Step 3: Annotate sample documents
This step involves annotating the occurrences of entity and relation types defined in the type system in all of your sample documents. This is a manual process and can be done by anyone who understands the dataset using the simple WKS graphical interface .
Step 4: Train and test the annotator
After you have completed annotating your sample documents you can build the annotator. Watson Knowledge Studio provides performance statistics that can then be used to evaluate and improve the annotator.
Deploy your custom annotator to Watson Discovery
After you’ve built the annotator and the performance is satisfactory, it can be deployed to your Discovery instance from the WKS interface. Deploying the custom annotator to your Watson Discovery instance provides a model ID that will be required for configuring your Discovery collection. Then, when documents are ingested, you will see that the custom entities (Product, Brand, and Attribute in this example) and custom relations (brandOf and propertyOf) are additional enrichments that Discovery adds to the documents. This allows you to analyze your dataset for these dimensions as well.

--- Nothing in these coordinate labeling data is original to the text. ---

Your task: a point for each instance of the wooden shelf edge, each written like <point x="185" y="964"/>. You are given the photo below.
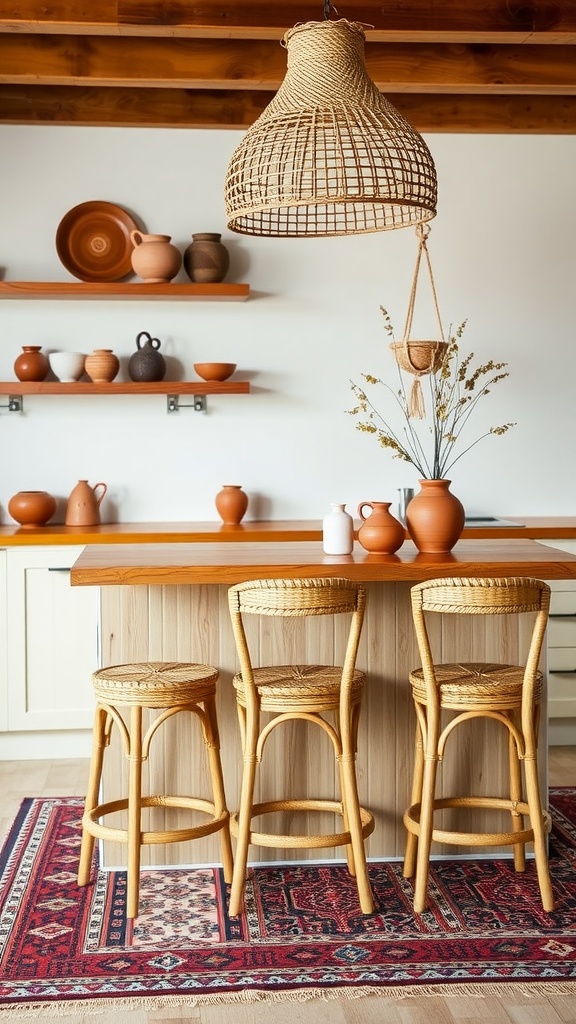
<point x="125" y="387"/>
<point x="122" y="290"/>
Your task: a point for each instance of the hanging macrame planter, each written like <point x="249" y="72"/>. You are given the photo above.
<point x="415" y="356"/>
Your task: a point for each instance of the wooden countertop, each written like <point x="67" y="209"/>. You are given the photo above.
<point x="229" y="563"/>
<point x="271" y="530"/>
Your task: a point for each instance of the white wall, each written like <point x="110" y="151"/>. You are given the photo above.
<point x="503" y="250"/>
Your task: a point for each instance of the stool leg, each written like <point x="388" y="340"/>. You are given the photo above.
<point x="424" y="839"/>
<point x="249" y="730"/>
<point x="218" y="796"/>
<point x="99" y="742"/>
<point x="516" y="795"/>
<point x="134" y="811"/>
<point x="409" y="867"/>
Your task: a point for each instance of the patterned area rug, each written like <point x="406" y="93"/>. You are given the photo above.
<point x="301" y="935"/>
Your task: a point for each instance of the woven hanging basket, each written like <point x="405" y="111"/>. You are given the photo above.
<point x="418" y="356"/>
<point x="329" y="155"/>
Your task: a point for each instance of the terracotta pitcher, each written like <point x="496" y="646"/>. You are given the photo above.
<point x="83" y="507"/>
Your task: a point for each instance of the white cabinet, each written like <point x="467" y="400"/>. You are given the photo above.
<point x="51" y="647"/>
<point x="562" y="651"/>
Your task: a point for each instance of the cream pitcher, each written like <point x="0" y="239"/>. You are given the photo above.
<point x="83" y="507"/>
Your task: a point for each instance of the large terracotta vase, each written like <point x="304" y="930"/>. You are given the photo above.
<point x="435" y="517"/>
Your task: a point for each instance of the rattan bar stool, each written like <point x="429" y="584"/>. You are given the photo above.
<point x="508" y="693"/>
<point x="300" y="692"/>
<point x="171" y="688"/>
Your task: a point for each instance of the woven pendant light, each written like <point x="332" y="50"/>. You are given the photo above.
<point x="329" y="155"/>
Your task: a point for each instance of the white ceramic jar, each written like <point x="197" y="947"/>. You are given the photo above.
<point x="337" y="531"/>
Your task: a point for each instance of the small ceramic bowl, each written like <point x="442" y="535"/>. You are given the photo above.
<point x="214" y="371"/>
<point x="68" y="367"/>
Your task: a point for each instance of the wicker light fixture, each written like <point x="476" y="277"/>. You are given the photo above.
<point x="329" y="155"/>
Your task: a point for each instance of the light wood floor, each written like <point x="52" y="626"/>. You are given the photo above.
<point x="59" y="778"/>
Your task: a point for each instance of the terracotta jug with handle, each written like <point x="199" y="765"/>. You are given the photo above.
<point x="83" y="507"/>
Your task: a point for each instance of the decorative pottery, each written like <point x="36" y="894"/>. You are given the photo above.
<point x="68" y="367"/>
<point x="214" y="371"/>
<point x="93" y="241"/>
<point x="154" y="258"/>
<point x="435" y="517"/>
<point x="206" y="259"/>
<point x="32" y="365"/>
<point x="337" y="531"/>
<point x="232" y="503"/>
<point x="380" y="532"/>
<point x="32" y="508"/>
<point x="101" y="366"/>
<point x="83" y="507"/>
<point x="147" y="364"/>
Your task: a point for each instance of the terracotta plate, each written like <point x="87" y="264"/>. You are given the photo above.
<point x="93" y="242"/>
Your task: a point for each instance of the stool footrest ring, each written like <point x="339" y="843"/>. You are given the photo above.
<point x="412" y="821"/>
<point x="295" y="842"/>
<point x="91" y="824"/>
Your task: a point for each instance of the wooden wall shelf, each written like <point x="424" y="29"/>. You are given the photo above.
<point x="172" y="389"/>
<point x="125" y="387"/>
<point x="122" y="290"/>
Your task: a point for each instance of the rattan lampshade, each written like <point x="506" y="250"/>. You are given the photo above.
<point x="329" y="155"/>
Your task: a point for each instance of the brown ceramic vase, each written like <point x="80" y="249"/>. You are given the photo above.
<point x="101" y="366"/>
<point x="32" y="365"/>
<point x="32" y="508"/>
<point x="435" y="517"/>
<point x="380" y="532"/>
<point x="232" y="504"/>
<point x="206" y="260"/>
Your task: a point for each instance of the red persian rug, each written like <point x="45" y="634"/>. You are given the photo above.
<point x="300" y="937"/>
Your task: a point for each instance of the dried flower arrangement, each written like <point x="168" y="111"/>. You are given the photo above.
<point x="455" y="390"/>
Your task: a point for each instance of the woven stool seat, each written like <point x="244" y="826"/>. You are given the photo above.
<point x="155" y="684"/>
<point x="169" y="688"/>
<point x="316" y="686"/>
<point x="509" y="694"/>
<point x="300" y="692"/>
<point x="491" y="686"/>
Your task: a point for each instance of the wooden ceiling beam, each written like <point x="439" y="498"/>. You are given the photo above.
<point x="196" y="109"/>
<point x="258" y="65"/>
<point x="450" y="20"/>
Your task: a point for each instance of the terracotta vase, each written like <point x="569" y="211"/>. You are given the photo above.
<point x="32" y="365"/>
<point x="435" y="517"/>
<point x="232" y="503"/>
<point x="206" y="259"/>
<point x="381" y="532"/>
<point x="101" y="366"/>
<point x="83" y="507"/>
<point x="154" y="258"/>
<point x="32" y="508"/>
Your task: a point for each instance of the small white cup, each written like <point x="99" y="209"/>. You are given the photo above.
<point x="68" y="367"/>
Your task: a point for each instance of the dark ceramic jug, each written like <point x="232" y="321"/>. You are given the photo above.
<point x="147" y="364"/>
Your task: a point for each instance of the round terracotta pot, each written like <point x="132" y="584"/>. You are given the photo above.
<point x="32" y="365"/>
<point x="232" y="504"/>
<point x="32" y="508"/>
<point x="101" y="366"/>
<point x="380" y="532"/>
<point x="435" y="517"/>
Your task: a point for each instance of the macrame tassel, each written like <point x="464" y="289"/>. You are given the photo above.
<point x="416" y="409"/>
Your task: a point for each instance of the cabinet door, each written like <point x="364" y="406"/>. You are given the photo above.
<point x="52" y="647"/>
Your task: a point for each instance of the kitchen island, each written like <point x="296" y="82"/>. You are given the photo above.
<point x="168" y="602"/>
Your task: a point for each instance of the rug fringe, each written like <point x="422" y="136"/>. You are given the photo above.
<point x="93" y="1007"/>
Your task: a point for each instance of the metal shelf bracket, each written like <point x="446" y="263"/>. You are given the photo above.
<point x="14" y="404"/>
<point x="173" y="404"/>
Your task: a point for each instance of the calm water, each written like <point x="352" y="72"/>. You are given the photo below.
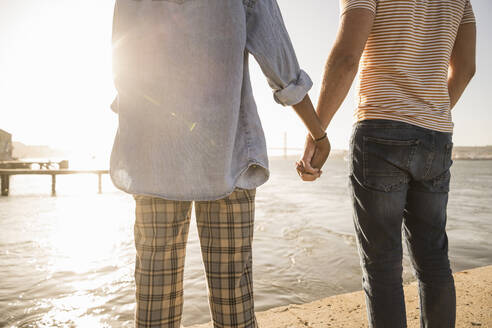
<point x="68" y="261"/>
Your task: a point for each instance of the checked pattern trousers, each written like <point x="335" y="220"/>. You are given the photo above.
<point x="225" y="228"/>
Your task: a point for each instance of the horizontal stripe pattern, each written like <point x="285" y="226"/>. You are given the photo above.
<point x="404" y="68"/>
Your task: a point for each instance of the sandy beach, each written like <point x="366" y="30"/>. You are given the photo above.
<point x="474" y="307"/>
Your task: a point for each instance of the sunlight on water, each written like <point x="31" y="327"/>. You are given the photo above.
<point x="69" y="244"/>
<point x="68" y="261"/>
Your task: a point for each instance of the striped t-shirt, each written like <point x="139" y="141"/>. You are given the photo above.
<point x="404" y="68"/>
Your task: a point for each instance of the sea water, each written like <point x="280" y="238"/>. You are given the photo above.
<point x="68" y="261"/>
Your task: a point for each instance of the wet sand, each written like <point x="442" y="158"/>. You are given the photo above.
<point x="474" y="307"/>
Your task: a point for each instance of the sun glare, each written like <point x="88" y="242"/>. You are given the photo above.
<point x="59" y="76"/>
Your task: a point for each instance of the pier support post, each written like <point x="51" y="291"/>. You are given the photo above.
<point x="53" y="185"/>
<point x="5" y="184"/>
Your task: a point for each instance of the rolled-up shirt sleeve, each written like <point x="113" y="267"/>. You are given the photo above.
<point x="347" y="5"/>
<point x="270" y="44"/>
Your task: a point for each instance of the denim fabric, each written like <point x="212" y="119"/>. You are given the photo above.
<point x="400" y="177"/>
<point x="188" y="123"/>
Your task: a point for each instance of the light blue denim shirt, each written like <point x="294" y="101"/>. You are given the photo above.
<point x="188" y="123"/>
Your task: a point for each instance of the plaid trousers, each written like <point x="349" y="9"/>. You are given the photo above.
<point x="225" y="227"/>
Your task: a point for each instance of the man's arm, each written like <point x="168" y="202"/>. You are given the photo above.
<point x="343" y="62"/>
<point x="340" y="70"/>
<point x="462" y="62"/>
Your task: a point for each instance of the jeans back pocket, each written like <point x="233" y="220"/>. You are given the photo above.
<point x="386" y="163"/>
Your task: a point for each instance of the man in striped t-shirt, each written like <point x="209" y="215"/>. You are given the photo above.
<point x="414" y="59"/>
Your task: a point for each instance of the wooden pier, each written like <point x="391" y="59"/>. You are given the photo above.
<point x="5" y="175"/>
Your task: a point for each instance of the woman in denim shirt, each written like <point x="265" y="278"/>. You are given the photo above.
<point x="188" y="132"/>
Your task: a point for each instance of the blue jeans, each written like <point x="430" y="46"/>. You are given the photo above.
<point x="399" y="176"/>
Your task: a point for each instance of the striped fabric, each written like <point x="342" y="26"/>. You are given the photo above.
<point x="403" y="70"/>
<point x="225" y="228"/>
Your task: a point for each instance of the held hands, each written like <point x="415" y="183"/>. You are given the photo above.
<point x="313" y="159"/>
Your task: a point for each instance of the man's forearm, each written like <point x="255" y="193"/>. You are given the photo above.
<point x="343" y="61"/>
<point x="305" y="110"/>
<point x="457" y="83"/>
<point x="339" y="75"/>
<point x="462" y="62"/>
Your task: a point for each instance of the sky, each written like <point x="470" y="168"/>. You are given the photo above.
<point x="56" y="81"/>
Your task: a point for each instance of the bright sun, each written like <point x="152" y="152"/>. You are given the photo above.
<point x="56" y="76"/>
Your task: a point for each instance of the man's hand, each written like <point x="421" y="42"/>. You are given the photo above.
<point x="313" y="159"/>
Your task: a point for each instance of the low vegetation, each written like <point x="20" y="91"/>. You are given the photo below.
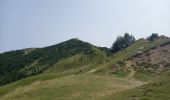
<point x="77" y="70"/>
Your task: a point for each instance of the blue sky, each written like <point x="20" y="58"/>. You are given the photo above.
<point x="39" y="23"/>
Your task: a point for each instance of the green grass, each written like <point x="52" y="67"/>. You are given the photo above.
<point x="81" y="77"/>
<point x="12" y="86"/>
<point x="157" y="89"/>
<point x="79" y="87"/>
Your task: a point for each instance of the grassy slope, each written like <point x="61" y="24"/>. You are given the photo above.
<point x="60" y="81"/>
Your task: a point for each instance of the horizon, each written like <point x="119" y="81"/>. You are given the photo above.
<point x="41" y="23"/>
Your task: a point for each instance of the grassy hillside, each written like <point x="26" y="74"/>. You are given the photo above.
<point x="95" y="74"/>
<point x="19" y="64"/>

Benefits of using a custom model with Discovery
Finally, what additional capabilities does a custom model provide you with? Here are some examples of the analyses that you can perform with a custom model that you cannot perform with the “out-of-the-box” Discovery service (this is possible because we have extracted custom “product, brand, and attribute” entities and their associated relations):
- Most reviewed products
- Top brands for a particular product
- The positive and negative sentiments for a particular product or brand
- Most reviewed flavors for a particular product
- Any trends or anomalies detected by products or brands
This custom model was created by annotating 150 documents over 1 day by 3 annotators. The model can be improved further by examining the performance statistics provided by WKS and taking suitable steps such as adding more training documents or improving the consistency of annotations and re-training the model.